The Fart Farm alternate energy initiative originally started in North Carolina had gained support in the nation's Capital until late yesterday when it was revealed that a whistle blower within the NSA, referred to now in the agency as a fart blower, had revealed that the Fart Farm program was a part of the attempt to invade the privacy of average Americans.
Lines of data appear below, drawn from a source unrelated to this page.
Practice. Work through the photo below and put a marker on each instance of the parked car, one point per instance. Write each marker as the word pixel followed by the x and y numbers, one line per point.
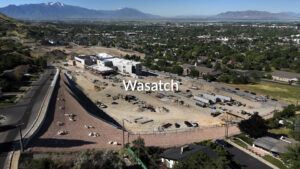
pixel 222 143
pixel 177 125
pixel 195 124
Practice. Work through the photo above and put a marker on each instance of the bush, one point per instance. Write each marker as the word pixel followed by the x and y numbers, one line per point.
pixel 254 126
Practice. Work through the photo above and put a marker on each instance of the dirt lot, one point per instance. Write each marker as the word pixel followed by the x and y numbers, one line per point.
pixel 167 109
pixel 77 137
pixel 82 50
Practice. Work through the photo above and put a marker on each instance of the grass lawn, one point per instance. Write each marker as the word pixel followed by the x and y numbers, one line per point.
pixel 288 94
pixel 245 138
pixel 274 161
pixel 281 131
pixel 240 143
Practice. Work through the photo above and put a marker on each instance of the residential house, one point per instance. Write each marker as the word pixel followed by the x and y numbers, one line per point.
pixel 173 156
pixel 285 76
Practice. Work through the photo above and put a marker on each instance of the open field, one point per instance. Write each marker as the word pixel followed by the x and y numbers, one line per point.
pixel 287 94
pixel 172 108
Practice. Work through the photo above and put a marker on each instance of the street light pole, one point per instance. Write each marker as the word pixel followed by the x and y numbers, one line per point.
pixel 21 138
pixel 123 135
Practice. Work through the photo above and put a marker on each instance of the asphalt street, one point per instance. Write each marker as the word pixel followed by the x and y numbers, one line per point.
pixel 245 160
pixel 25 111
"How a person farts can tell you a lot about an individual," said the whistle blower. Speaking to a reporter from an undisclosed location in a Motel 6 in Weirton, West Virginia, the informant described the reasons behind the endeavor. "There is the sneaky person who farts in a crowded elevator and then stares at everyone else like they did it. He or she could be an undercover agent for a foreign power. Then there is the boisterous and proud farter at the bar on a Saturday night, no doubt a good American. Then there is the timid farter, one that farts in bed and waves the covers up and down before his significant other comes back into the room. This is a person that could be turned by a clever agent of a hostile nation. Then of course, there's the guy that farts in a crowded room and blames his dog Moose who sits faithfully by his side. This is the kind of person we can use in the agency and a target for recruitment. Yes siree, we will be monitoring the Fart Meters on every single American in the country, man, woman and child. Every fart will be counted and no good deed will go un-punished."
Prior to today's revelation the initiative had been gaining momentum in the nation's Capitol as Senators Graham and McCain introduced legislation in the US Senate. Politico reports they combined in a two part harmony duo and sang the song, "Wind beneath my wings" as an introduction to their effort. Senator Graham remarked afterwards, "I carried the tune really, John mostly just fudged his part!"
In related news, the Raleigh News & Observer reports that Governor Pat McCrory is attempting to include a provision in the state legislation that would tax lower income citizens for farts as reported on their fart meters. The income would go towards reimbursing the power companies for any income losses due to Fart Power and also to build a new putting green at the Charlotte Golf & Country Club. The governor is vehemently denying the rumor.